One of the students started in the ulpan class and only spoke English, noted Dahan, and now speaks just Hebrew in the class. Dahan noted that the classes are on a higher level and it preserves the link among Jews the world over. Boys in the class said that it was a good learning experience and they enjoy the class.

“I like it,” said Ruthie Besalel, an 11th grader in Shalhevet. “It’s a way to interact with people in Israel and practice our Hebrew.” “It helps us improve our Hebrew skills by actually speaking,” concurred Julie Harush, a 12th grader in Shalhevet.

Eliach notes that Dahan is “a great teacher” and sees the program as a step to “undo the damage going on with Hebrew.” That this is the “second generation of Orthodox American Jews who predominantly don’t speak Hebrew,” Eliach decried, “how hard is it to be a literate Jew if you can’t speak or read Hebrew on your own.” He noted the growing division in the golah between the religious and secular, that in Israel at least the secular can still read and understand the Tanach and Siddur, that the best Hebrew teachers are now in their 60s and 70s and we can’t find such teachers in the U.S. but “perhaps we can find one in Israel. Thanks to technology we can hire religious Zionist teachers from Israel.” He also bemoaned the reliance on translations of Hebrew texts, since “by definition everything is lost in translation.”

One of the Rambam ninth graders visited his video friends in Sderot during a trip to Israel this past Chanukah. “We brought sufganiyot (jelly donuts),” said Ephraim Fruchter, smiling. “It was very interesting, it’s better in person. It’s good to see the community in person.” Fruchter participates in the Honors Hebrew as well as the cultural exchange and said that it “helped. I knew words from before, so it helped.”

“It’s the first step in an institutional change, putting a virtual teacher in front of the classroom,” noted Carp. “It’s a radical departure, we have to be a little out-of-the-box.”

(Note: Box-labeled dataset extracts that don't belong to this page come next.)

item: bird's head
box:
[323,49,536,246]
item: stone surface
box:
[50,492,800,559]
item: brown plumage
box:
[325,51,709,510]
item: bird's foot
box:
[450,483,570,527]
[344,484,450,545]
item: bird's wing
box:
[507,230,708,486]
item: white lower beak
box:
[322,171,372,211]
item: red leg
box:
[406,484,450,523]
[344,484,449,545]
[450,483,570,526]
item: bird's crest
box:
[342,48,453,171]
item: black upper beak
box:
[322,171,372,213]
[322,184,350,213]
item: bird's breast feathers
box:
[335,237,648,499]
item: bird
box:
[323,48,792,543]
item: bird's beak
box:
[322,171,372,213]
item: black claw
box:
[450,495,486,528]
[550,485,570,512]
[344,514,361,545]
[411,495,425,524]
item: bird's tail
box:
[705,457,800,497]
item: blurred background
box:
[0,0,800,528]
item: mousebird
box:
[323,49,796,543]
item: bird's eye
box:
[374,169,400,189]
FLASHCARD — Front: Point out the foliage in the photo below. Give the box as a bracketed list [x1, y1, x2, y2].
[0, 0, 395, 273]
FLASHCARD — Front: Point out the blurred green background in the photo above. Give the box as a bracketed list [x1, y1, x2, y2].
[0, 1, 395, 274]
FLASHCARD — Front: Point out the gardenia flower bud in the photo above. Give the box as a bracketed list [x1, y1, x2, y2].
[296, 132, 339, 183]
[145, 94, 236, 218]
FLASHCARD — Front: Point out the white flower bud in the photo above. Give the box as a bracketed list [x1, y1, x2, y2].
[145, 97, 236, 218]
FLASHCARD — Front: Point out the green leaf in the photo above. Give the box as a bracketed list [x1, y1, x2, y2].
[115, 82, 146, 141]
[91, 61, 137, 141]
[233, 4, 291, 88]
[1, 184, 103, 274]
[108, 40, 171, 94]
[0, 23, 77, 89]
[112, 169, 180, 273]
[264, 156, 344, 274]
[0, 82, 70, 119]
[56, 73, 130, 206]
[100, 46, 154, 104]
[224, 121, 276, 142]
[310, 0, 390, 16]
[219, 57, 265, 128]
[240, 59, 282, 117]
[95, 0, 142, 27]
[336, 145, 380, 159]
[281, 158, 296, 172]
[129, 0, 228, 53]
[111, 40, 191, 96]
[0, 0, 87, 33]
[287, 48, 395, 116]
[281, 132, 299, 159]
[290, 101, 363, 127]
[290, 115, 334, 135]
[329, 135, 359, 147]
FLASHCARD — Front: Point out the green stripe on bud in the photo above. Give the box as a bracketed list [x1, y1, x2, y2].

He said he began this project because he “was alarmed by the rise of J Street, alarmed that they are creating divisions among Jews,” and the best solution is “conversation, to get to know them, through cultural exchange sessions, meeting and becoming friends. If we can make it more widespread, it will have a profound effect on Israel-Diaspora relations. Each side will better understand the other.” He noted that when they would “go on Aliyah they would have friends waiting for them when they get off the plane.” He also said that it could bring down the cost of instruction here by having a highly qualified teacher in Israel paid a good wage but not an American wage.

Arthur Carp was widely commended for his persistence and efforts, his donations of equipment, time, set-up and training, by Dahan, Eliach and Eisenman. “We always wanted to do it,” stressed Eisenman, “we had the opportunity, thanks to him.” Said Eliach, “I can’t say enough about him; he’s really devoted to this idea. He’s been wonderful with us.”

Rabbi Eliach noted that other schools have come to see the equipment. “At the end of the day we all have the same goals: to educate Orthodox Jewish kids to be bnei and bnot Torah, to be connected to Am Yisrael, Torat Yisrael and Medinat Yisrael. They thought it was pretty cool and interesting.”

Eliach pointed out that, “It’s a lot of work. You have to get the right technology to work, the right teacher, the right kids and the right content. Thank G-d it’s coming together.”